Giardinetti nel degrado e via Gracilia indecorosa, l'altra faccia del turismo a Veroli. «I lavori che dovrebbero partire per il restyling all'ingresso del centro storico non devono diventare pretesto per non garantire un minimo di manutenzione e decoro». È critico il consigliere comunale Vincenzo Iaboni che torna ad attaccare l'amministrazione Cretaro. «Non solo grandi opere -ha dichiarato Iaboni- la città ha bisogno anche di piccoli interventi di manutenzione quotidiana che invece mancano. Si fa fatica ad entrare nei giardinetti di San Martino. Quello che si trova è solo degrado: rifiuti di ogni genere, cumuli di foglie che nessuno toglie, l'acqua che ristagna nella fontana del Monumento e gli escrementi dei cani. Tutti fingono di non vedere. Intanto la situazione peggiora. Lasciandoci alle spalle i giardinetti, percorriamo viale Roma dove i rami degli alberi impediscono ai mezzi furgonati di circolare senza doverci rimettere la carrozzeria».

Ma lo scempio maggiore è in via Gracilia, ingresso al centro storico. «Osservando la strada -aggiunge il consigliere di opposizione- si vedono solo toppe di asfalto di colore diverso. È veramente un insulto alla bellezza del borgo. Se avessi avuto l'opportunità di stare in maggioranza, in questi cinque anni, avrei senz'altro preteso che si realizzasse un ingresso adeguato.

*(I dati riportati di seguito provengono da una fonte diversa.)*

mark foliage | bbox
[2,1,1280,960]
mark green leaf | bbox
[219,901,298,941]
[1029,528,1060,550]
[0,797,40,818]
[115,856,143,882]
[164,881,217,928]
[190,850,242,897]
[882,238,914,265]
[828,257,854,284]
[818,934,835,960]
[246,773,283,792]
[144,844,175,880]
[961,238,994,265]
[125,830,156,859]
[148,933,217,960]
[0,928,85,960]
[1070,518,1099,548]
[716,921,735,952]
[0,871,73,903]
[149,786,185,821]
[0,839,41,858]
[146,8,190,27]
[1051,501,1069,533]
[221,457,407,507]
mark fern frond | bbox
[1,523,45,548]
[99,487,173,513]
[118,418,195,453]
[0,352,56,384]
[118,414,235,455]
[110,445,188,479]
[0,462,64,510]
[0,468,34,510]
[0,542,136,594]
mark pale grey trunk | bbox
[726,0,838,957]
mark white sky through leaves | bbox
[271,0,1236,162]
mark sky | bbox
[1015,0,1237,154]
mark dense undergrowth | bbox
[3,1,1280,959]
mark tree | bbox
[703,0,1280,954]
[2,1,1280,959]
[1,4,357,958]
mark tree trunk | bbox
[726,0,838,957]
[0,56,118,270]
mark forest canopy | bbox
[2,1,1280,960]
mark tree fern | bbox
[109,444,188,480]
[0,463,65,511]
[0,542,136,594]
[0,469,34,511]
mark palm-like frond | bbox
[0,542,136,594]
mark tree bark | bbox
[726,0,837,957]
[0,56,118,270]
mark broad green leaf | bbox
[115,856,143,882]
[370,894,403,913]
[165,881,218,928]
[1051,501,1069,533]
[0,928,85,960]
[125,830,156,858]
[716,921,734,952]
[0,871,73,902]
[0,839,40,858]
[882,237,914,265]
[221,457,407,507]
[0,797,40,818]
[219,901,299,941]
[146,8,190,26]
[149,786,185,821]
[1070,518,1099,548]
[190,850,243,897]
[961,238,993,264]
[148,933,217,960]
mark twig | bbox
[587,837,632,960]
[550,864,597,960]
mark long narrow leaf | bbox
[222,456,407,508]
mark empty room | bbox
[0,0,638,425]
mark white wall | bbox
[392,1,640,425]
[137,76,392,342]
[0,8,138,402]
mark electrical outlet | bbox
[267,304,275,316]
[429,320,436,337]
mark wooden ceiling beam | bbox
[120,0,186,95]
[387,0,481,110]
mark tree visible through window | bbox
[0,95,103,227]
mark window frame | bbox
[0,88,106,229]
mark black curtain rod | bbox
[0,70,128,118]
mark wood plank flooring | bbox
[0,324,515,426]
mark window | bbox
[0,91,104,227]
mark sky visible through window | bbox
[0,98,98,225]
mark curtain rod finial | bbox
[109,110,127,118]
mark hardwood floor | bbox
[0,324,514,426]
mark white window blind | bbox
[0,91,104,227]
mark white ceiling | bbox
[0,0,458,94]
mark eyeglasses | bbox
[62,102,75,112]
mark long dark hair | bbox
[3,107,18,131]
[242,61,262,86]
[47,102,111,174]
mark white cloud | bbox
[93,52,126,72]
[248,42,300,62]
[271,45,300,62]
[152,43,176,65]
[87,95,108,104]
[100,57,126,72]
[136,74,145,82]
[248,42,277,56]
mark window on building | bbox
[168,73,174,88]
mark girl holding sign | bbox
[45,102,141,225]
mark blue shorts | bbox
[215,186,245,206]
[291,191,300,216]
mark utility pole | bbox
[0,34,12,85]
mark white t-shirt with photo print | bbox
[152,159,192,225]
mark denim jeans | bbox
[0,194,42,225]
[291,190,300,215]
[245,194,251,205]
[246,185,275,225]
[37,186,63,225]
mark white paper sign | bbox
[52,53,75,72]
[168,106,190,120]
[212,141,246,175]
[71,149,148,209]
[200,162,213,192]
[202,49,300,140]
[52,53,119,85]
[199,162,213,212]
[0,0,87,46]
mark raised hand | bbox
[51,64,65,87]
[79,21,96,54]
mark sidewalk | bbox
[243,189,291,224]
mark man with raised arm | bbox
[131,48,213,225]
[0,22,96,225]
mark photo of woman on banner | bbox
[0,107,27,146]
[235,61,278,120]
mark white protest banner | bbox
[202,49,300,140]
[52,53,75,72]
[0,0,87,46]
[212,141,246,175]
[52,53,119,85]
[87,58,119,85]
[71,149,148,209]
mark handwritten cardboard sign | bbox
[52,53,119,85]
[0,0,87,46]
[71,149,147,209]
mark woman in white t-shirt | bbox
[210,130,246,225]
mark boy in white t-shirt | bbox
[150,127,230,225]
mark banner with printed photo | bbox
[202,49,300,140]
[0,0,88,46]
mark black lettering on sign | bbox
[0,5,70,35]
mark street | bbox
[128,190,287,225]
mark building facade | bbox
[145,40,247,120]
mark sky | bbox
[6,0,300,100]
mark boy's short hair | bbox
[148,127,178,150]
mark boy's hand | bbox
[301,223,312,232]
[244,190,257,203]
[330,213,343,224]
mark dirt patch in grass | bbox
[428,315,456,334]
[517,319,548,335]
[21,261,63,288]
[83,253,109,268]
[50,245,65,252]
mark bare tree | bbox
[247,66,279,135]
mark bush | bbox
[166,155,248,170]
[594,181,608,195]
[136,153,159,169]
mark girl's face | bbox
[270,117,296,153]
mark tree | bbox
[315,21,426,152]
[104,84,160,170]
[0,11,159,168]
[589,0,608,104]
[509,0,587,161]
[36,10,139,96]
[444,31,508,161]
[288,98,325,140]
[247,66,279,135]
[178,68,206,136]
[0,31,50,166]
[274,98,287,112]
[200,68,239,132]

Una pavimentazione migliore di quella che oggi, nonostante i lavori di sistemazione, è ridotta in pessime condizioni. Trent'anni fa i giardinetti erano così curati che era un piacere passeggiare in quegli spazi. Le recenti amministrazioni di sinistra hanno avuto la capacità di portare a termine grandi investimenti che pesano sulle spalle dei cittadini, tralasciando però i problemi quotidiani che sono poi quelli legati alle vere necessità del cittadino». «Mi auguro che si possa cambiare rotta, una volta per tutte -conclude il consigliere- Invito gli elettori di centrodestra a riflettere: c'è troppo degrado e nessuna attenzione per le cose anche piccole che incidono sulla vita reale delle persone. A voi la scelta».